The validated study uses the OULAD AAA 2014J cohort, yielding a final analysis set of 344 learners represented through 35 engineered features spanning demographics, VLE engagement, collaboration activity, and assessment performance.
Unlike single-algorithm clustering approaches, CollabLearn evaluates 12 reducer–clusterer configurations in parallel, subjects each to a bootstrap stability filter, and only uses configurations that survive the ARI threshold for downstream group formation. The core contribution is methodological: the system verifies whether clustering is reliably stable before trusting it for educational decisions.
The winning configuration on OULAD AAA 2014J was:
🏆 C05 — UMAP + K-Means, k = 3
After canonical cluster remapping, three learner profiles were identified:
| Cluster | Size | Profile |
|---|---|---|
| 0 | 128 | High-engagement — high active days, high VLE clicks, strong oucontent activity |
| 1 | 159 | High-performing — more assessments submitted, early first clicks, sustained last clicks |
| 2 | 57 | At-risk / low-engagement — fewer submissions, greater lateness, weaker engagement |
For heterogeneous group formation, Mode B outperformed the random baseline:
| Metric | Mode B | Random Baseline | p-value |
|---|---|---|---|
| Complementarity | 0.666 | 0.602 | 0.010 |
| Cluster Coverage | 0.888 | 0.802 | 0.010 |
| At-risk Concentration | 0.270 | 0.270 | — |
A 35-feature learner profile is built from four OULAD tables, covering:
- Demographics — age band, IMD band, highest education, disability, gender, region
- Engagement — total VLE clicks, active days, engagement span, weekend ratio, first/last click day, per-activity clicks (
forumng,oucontent,resource,quiz,subpage,externalquiz,oucollaborate,homepage), collaborative active days - Performance — mean score, weighted score, assessment count, mean submission lateness, score slope, non-submission count
All features are imputed, ordinal-encoded, and scaled to zero-mean unit-variance via StandardScaler.
The pipeline evaluates 12 configurations by crossing:
| Representation | Clusterers |
|---|---|
| PCA | K-Means |
| UMAP | Gaussian Mixture Models (GMM) |
| Identity (no reduction) | Agglomerative Clustering |
| HDBSCAN |
Each configuration is scored on:
- Silhouette Index
- Davies–Bouldin Index
- Calinski–Harabasz Index
- Noise ratio / DBCV (density methods)
Note on HDBSCAN: Several HDBSCAN configurations on this cohort collapsed almost entirely into noise or failed the ARI threshold.
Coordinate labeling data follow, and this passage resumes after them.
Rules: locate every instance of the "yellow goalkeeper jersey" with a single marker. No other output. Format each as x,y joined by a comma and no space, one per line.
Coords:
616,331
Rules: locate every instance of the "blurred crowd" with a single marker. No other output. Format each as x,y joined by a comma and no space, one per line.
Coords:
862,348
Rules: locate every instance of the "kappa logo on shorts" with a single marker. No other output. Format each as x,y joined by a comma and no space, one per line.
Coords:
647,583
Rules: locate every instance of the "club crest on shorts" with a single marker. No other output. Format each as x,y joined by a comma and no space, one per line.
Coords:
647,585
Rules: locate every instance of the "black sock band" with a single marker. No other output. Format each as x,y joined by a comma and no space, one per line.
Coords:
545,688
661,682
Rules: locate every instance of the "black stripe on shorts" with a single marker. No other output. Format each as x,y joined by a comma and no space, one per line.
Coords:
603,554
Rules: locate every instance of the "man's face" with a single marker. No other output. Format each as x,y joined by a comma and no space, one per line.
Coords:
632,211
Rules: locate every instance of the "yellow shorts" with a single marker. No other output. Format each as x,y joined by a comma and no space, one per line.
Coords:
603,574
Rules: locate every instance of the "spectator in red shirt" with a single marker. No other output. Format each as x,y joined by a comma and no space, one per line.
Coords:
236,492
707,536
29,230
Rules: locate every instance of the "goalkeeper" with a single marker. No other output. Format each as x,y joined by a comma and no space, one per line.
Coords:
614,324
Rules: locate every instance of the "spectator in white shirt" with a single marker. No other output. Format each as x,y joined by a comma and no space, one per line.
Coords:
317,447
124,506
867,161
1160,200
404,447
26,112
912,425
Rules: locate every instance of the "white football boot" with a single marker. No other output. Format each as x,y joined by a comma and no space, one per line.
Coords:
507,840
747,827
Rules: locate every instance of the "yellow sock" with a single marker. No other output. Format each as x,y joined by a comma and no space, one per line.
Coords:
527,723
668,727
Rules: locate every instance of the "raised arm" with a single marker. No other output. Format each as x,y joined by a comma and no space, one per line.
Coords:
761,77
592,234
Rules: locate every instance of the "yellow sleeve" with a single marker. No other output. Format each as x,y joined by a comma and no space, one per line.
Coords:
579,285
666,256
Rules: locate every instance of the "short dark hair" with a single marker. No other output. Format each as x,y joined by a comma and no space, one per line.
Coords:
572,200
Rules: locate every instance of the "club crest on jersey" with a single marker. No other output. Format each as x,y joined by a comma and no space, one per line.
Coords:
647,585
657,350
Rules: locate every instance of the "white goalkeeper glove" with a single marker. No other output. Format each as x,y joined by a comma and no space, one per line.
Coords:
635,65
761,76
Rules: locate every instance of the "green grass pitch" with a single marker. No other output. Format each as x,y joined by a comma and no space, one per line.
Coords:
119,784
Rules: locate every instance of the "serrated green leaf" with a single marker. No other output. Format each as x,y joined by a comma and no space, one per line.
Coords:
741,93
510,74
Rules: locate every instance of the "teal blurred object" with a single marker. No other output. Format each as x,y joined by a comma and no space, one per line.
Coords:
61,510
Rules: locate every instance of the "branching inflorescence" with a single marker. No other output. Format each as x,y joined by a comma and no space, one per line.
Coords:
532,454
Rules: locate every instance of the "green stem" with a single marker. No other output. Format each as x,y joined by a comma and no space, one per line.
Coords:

Results are reported transparently but HDBSCAN was not selected for group formation.
To prevent over-trusting a single visually appealing partition:
- Draw B = 30 subsamples at 80% of learners
- Re-run preprocessing → reduction → clustering for each subsample
- Compute pairwise Adjusted Rand Index across all 435 pairs
- Record mean, std, min, max ARI
- Reject configurations with mean ARI < 0.40 — regardless of internal scores
The composite winner is chosen by ranking surviving configurations across all internal validity metrics plus bootstrap ARI.
Once a stable configuration is selected, groups are formed with default size G = 4 (±1) — yielding 86 groups over 344 learners in the validated run.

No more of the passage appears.